The Associated Harvard Clubs have established scholarships for freshmen from southern and western states to ensure greater diversity within the University and wider influence without.

1922

No longer content merely to play traditional fight songs and marches at football games, the Harvard Band causes a sensation by “performing the most amazing sort of evolutions on the field”—a perfect wedge, a single file winding tightly into a circle and out again—while continuing to play in good time.

1927

Harvard’s hygiene department reminds undergraduates that “heretofore a certificate based on physical disability was the only one considered valid to excuse a student from his work.

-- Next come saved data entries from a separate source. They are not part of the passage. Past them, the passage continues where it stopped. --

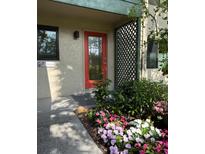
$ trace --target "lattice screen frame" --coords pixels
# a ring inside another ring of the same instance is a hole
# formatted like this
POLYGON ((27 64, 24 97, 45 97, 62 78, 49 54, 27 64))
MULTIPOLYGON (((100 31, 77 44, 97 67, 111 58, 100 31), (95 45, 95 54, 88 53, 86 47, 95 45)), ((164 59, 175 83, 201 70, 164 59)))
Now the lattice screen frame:
POLYGON ((140 20, 115 29, 115 88, 139 79, 140 20))

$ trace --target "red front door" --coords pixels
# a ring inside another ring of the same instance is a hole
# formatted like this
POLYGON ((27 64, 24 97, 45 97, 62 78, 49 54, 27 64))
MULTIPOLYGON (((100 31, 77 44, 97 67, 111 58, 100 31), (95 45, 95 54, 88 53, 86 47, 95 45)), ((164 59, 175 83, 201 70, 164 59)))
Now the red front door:
POLYGON ((107 38, 104 33, 85 32, 85 88, 93 88, 107 76, 107 38))

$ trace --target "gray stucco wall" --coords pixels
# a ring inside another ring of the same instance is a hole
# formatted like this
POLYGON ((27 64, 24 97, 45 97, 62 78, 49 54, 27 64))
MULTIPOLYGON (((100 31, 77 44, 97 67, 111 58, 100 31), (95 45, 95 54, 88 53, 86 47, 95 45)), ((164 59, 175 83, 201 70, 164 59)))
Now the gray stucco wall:
MULTIPOLYGON (((56 16, 38 16, 38 24, 59 27, 59 61, 46 61, 37 69, 38 99, 55 99, 85 90, 84 72, 84 31, 96 31, 107 34, 108 78, 114 81, 114 28, 106 24, 87 20, 59 18, 56 16), (78 30, 80 37, 73 39, 78 30)), ((39 62, 39 61, 38 61, 39 62)), ((112 84, 113 87, 113 84, 112 84)))
MULTIPOLYGON (((155 8, 154 5, 149 5, 148 6, 150 12, 152 14, 154 14, 153 9, 155 8)), ((162 19, 162 17, 157 16, 157 24, 158 27, 164 28, 167 27, 167 22, 165 20, 162 19)), ((143 44, 143 42, 147 42, 147 36, 150 32, 150 30, 153 30, 155 28, 155 25, 153 24, 153 22, 151 21, 151 18, 146 19, 145 21, 145 28, 141 29, 141 44, 143 44)), ((146 79, 150 79, 153 81, 161 81, 163 80, 165 83, 168 82, 168 78, 167 76, 163 76, 162 72, 159 71, 159 67, 158 68, 147 68, 147 46, 142 45, 141 46, 141 52, 140 52, 140 58, 141 58, 141 78, 146 78, 146 79)), ((158 56, 159 58, 159 56, 158 56)), ((159 61, 158 61, 159 62, 159 61)))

It is now recognized that a man may be equally handicapped by reason of emotional turmoil for which he is no more responsible than for an attack of pneumonia.”

1932

The Memorial Church, built in honor of the Harvard dead of “the World War,” is dedicated on the morning of Armistice Day.

1947

Harvard and Radcliffe Colleges have formalized arrangements to permit “joint instruction [of undergraduate men and women]…where separate instruction would be wasteful of Faculty personnel.” Most freshmen courses and all undergraduate activities remain separated.

1962

The Medical School has established a division of mathematical bio-logy, in part to investigate the role of the high-speed computer in problems of medical diagnosis and research.

1977

Lecturing at Radcliffe’s South House, 74-year-old Lillian Hellman says of “the dangerous desire of all young people for simple answers…a good college education should knock this idea out of everybody’s head right away. There are no simple answers to anything. You must not believe life or learning is simple. It just has to be fought through, and thought about.”